When building from source, if I create multiple configuration directories and build from there e.g.: mkdir configs cd configs mkdir config-A cd config-A ../../configure make cd .. mkdir config-B cd config-B ../../configure --enable-shared make cd ../config-A ./python -c "import sysconfig; print(sysconfig.get_config_var('CONFIG_ARGS') then sysconfig's settings are the same for *every* config, reflecting those of the last build (config-B above, rathern than those of config-A). This turns out to be due to this: ./python -SE -m sysconfig --generate-posix-vars This generates $(srcdir)/Lib/_sysconfigdata.py for whichever config was last Is there a way of fixing this whilst keeping it a python file? Or do we need to build from a C file, perhaps?

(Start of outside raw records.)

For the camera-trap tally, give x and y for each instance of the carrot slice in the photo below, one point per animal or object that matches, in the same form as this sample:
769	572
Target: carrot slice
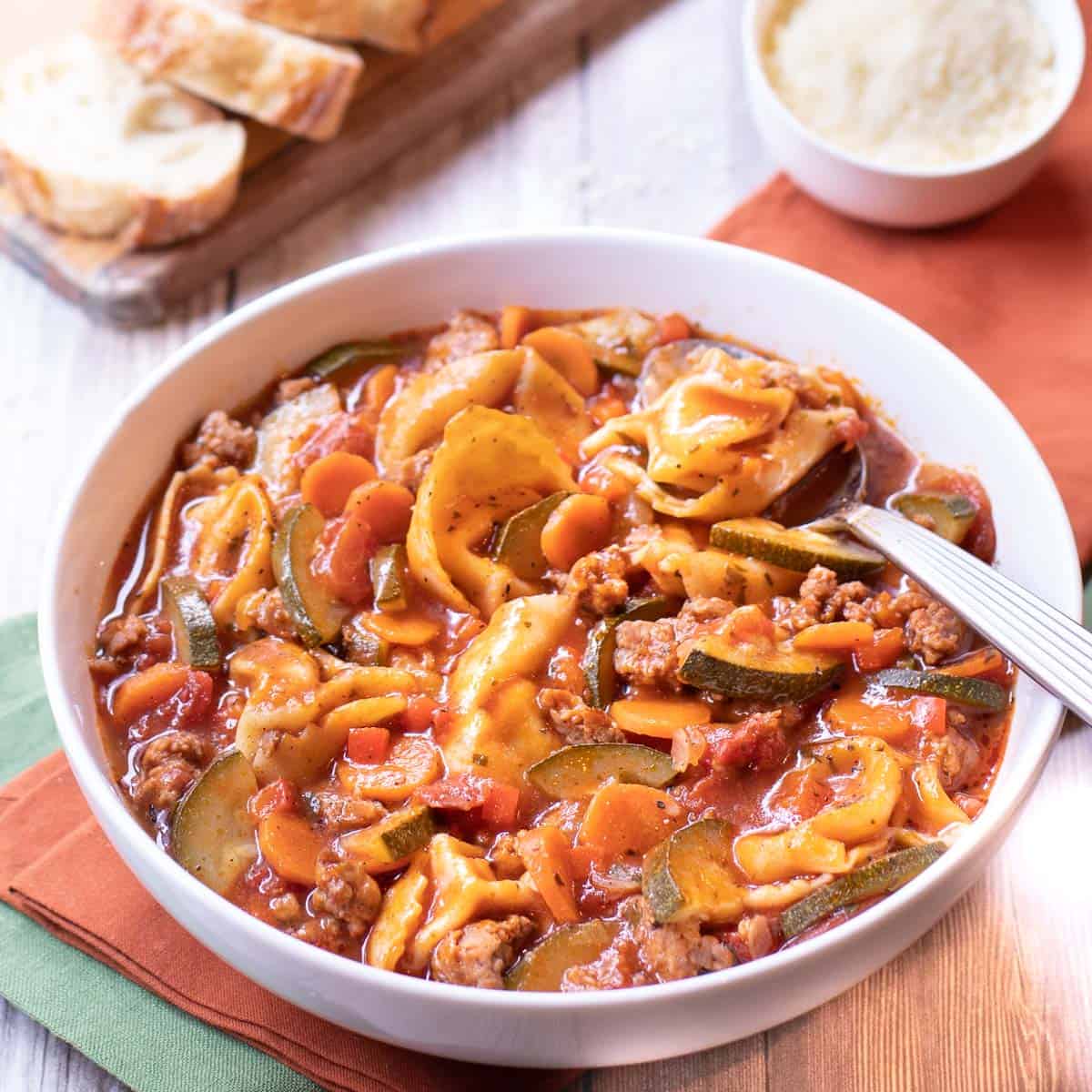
290	845
580	524
514	325
385	507
568	353
141	693
549	858
835	637
660	718
628	820
328	481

Note to self: workaround is to rm ../../Lib/_sysconfigdata.py |
make ../../Lib/_sysconfigdata.py before running my tests in either configuration, to force the file to be regenerated using what "make" thinks the settings are
> Is there a way of fixing this whilst keeping it a python file? Or do > we need to build from a C file, perhaps? Well I hope we don't make it a C file just for that reason. It would complicate the generation code quite a bit (right now it's just 3 lines long). I tend to use separate clones myself (actually, I use "hg share" to avoid multiple pulls).